>you rewrapped lines that weren't supposed to be rewrapped.
You make my point for me. When one relies on automagical
tools to try to recreate semantic information discarded by the PG TXT
representation, more or less often one ends up with something that looks like
sh*t – your word not mine.
When the results break one is told “Oh you did it wrong,
you should have done something else instead.”
Yes of course, but once one relies on human intervention to “fix”
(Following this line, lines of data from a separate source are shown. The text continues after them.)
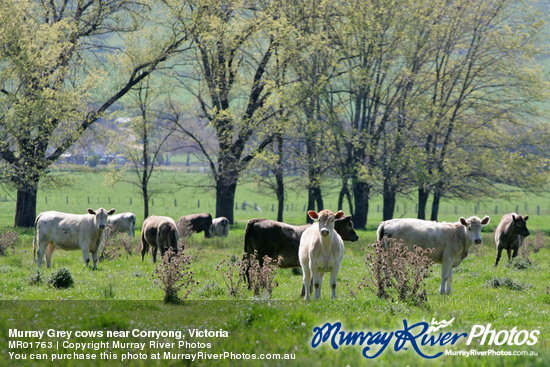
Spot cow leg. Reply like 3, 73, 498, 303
512, 246, 519, 259
45, 243, 55, 268
330, 270, 338, 300
140, 233, 148, 261
302, 267, 312, 301
91, 251, 99, 270
445, 268, 453, 295
36, 241, 47, 267
152, 246, 158, 263
506, 249, 512, 261
495, 245, 504, 267
440, 260, 453, 295
81, 243, 91, 268
313, 272, 324, 300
the problem when a particular algorithm breaks, then one does not have an
automatic algorithm. Ultimately what one should do if one wants to “get
it right” is to abandon attempts at automagical tools which work sometimes
and end up looking like sh*t other times and instead take the PG TXT file, take
the original page scans, look at the page scans to figure out where the PG TXT
files gratuitously entered line breaks where the author didn’t intend
line breaks, and take them back out. After the gratuitous page breaks are
taken back out (the work of a few days – trust me on this!) then one can
either, if one has a machine, such as a teletype, incapable of reflow, run the
now gratuitous-line-break free TXT back through a simple unambiguous algorithm
to insert a line break at the appropriate point for your machine – at a
whitespace prior to char72 if you own a teletypewriter, at a whitespace prior
to char20 perhaps if you own a cellphone. Or better, if you have a more
modern machine, which really, I think most of us DO have, a machine capable of
calculating reflow itself aka “word wrap” then you just feed the
machine the TXT that doesn’t have the gratuitous line breaks and
everything works automagically. Assuming one is willing to live with
ragged right. Or tolerate slightly ugly word spacing on machines that
force right justify (sigh.) Better yet, we should ask our technologist
friends to include not only reflow but also automatic hyphenation routines in our
machines.
Is it too much, for example, to ask PG to provide the option to
the rare user who actually WANTS line breaks at char 72, or for that matter
actually wants line breaks at char 20, is it too much to ask PG to provide a
filter to insert such “gratuitous” line breaks? Consider: PG
*already* provides literally 40 different such filter programs to help
people with various strange obscure legacy machines.